This article originally appeared on heartland.org.
The arrival of the ebola virus in the United States, including the first infections to occur in this country, has brought attention to the budget of the Centers for Disease Control and Prevention and the National Institutes of Health, as well as politically tinged charges blaming officeholders of the opposing political party for any potential U.S. outbreak of the disease.
Dr. Francis Collins, director of the National Institutes of Health (NIH), suggested in an October 12 interview with the Huffington Post that budget cuts have delayed development of a vaccine. Groups engaged in the 2014 election fight have joined the argument as well, pointing a finger in campaign ads at supposed Republican budget cuts.
Romina Boccia, a research fellow at the Heritage Foundation, says she doesn’t find the charges credible.
“The claim that budget reductions to the NIH are primarily responsible for the lack of an ebola vaccine is misleading,” she said. “The reality is that ebola research has not been a strategic priority for either the NIH or private sector pharmaceuticals. NIH Director Francis Collins is doing the public a disservice by claiming otherwise.”

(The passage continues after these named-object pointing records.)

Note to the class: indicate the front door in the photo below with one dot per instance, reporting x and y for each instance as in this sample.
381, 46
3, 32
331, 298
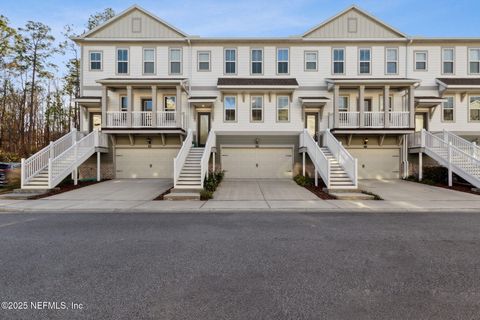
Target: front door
203, 128
311, 124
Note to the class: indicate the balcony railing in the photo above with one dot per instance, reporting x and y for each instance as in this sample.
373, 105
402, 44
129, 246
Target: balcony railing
142, 119
351, 119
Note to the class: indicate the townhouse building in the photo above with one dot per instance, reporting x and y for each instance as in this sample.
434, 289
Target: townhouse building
341, 101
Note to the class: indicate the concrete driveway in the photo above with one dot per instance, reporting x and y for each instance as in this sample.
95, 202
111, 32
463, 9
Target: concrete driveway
119, 190
262, 190
400, 190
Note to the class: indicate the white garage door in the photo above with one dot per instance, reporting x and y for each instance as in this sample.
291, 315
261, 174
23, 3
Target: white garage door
257, 162
145, 163
377, 163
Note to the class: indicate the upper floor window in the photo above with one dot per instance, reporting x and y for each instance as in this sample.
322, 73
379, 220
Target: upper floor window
421, 58
149, 60
257, 61
95, 60
474, 61
365, 60
203, 60
392, 61
311, 58
448, 56
448, 110
474, 107
338, 61
230, 61
257, 109
343, 103
175, 58
282, 60
170, 103
283, 108
230, 108
122, 60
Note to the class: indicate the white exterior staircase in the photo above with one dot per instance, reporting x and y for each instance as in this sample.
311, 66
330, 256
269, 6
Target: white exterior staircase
335, 165
48, 167
451, 151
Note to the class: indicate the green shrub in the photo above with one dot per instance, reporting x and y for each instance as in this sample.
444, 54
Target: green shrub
303, 180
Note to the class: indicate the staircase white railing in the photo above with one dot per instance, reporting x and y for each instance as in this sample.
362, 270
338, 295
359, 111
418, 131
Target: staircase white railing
179, 160
211, 142
344, 158
65, 163
466, 146
455, 159
320, 161
39, 161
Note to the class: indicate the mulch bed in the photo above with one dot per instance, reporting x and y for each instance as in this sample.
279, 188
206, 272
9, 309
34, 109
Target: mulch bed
160, 197
65, 188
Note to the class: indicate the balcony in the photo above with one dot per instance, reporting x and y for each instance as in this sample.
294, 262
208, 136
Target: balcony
372, 120
143, 119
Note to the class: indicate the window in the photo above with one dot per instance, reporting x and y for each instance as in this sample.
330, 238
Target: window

Not Among Funding Priorities
In the Huffington Post interview, Dr. Collins revealed an ebola vaccine has been in the works for a decade, adding, “If we had not gone through our 10-year slide in research support, we probably would have had a vaccine in time for this that would’ve gone through clinical trials and would have been ready.”

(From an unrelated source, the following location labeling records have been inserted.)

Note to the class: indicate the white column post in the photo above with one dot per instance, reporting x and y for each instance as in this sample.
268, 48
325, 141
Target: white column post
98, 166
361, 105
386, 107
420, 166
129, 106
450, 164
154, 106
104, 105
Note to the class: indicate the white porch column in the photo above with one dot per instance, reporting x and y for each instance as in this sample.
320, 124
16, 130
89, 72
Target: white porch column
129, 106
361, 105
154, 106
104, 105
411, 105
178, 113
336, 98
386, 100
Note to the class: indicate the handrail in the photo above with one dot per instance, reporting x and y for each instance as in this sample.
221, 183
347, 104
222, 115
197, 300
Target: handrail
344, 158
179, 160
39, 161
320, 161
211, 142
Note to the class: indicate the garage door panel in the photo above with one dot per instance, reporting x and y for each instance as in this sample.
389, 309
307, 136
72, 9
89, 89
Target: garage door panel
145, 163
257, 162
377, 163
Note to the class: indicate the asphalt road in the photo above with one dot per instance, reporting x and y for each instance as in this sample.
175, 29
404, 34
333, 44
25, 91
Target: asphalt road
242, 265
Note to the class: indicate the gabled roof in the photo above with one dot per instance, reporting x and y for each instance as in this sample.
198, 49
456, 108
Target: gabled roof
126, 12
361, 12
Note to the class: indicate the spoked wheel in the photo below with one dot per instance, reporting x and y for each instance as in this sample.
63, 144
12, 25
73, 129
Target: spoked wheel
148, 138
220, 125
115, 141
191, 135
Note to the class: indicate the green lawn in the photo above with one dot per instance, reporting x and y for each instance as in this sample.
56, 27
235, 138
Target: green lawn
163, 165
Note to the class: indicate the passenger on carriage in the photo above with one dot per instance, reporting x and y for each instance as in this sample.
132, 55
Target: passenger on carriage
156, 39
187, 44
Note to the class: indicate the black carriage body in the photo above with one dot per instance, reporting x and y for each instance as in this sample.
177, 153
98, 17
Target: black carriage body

A look at spending at the NIH over the last decade doesn’t support the claim, however. NIH funds jumped early in the Bush administration, rising from nearly $26 billion per year in 2001 to almost $34 billion by 2003. Funding has declined slightly since 2003, holding fairly steady at more than $30 billion since. CDC funding has followed a similar pattern.
A more likely culprit for the lack of a vaccine or proven treatment, if there is one at all, is poor prioritization of spending by NIH and CDC, critics charge.
Sen. Tom Coburn (R-OK) included in his “Wastebook 2013” examples of what the NIH uses its money on, including $325,525 to fund a study that concluded, “Wives would find marriage more satisfying if they could calm down faster during arguments with their husbands.”
Other examples of NIH spending include studying why lesbians tend to be overweight whereas gay men do not ($1.5 million), the sex life of fruit flies ($1 million), and why people like Seinfeld reruns ($688,000).
In addition, the NIH’s infectious disease branch failed to mention ebola in its strategic plan, while mentioning malaria, hepatitis C, and influenza, the last of which was mentioned more than 14 times.
“Follow the NIH’s spending, and it becomes very clear that HIV/AIDS is much more of a priority and yet there is no vaccine for it yet,” Boccia observed. “Moreover, the NIH certainly diverted millions in funding to rather dubious projects that it could have put towards infectious disease research if the agency acted as a good steward for taxpayer dollars.”
‘Absurd’ Attack Ad
Trying to use the funding controversy for political gain, the pro-Democrat group Agenda Project Action Fund aired an ad in mid-October blaming spending cuts and, in turn, ebola deaths, on Republicans, using the slogan, “Republican cuts kill.”
The ad and related claims drew swift rebukes from media, policy experts, and others noting the charges contradict the facts. Glenn Kessler, who runs the Fact Checker site for the Washington Post, called the charges “absurd,” noting there has been bipartisan support for the various measures that modestly scaled back the NIH and CDC budgets over the past several years, including the White House-devised sequestration.
“Obama’s Republican predecessor oversaw big increases in public-health sector spending, and both Democrats and Republicans in recent years have broadly supported efforts to rein in federal spending. Sequestration resulted from a bipartisan agreement,” Kessler wrote in his October 15 report on the claims, stating the Democrat activists deserved “Four Pinocchios” for blaming Republicans for NIH and CDC funding cuts. “In some years, Congress has allocated more money for NIH and CDC than the Obama administration requested,” he noted.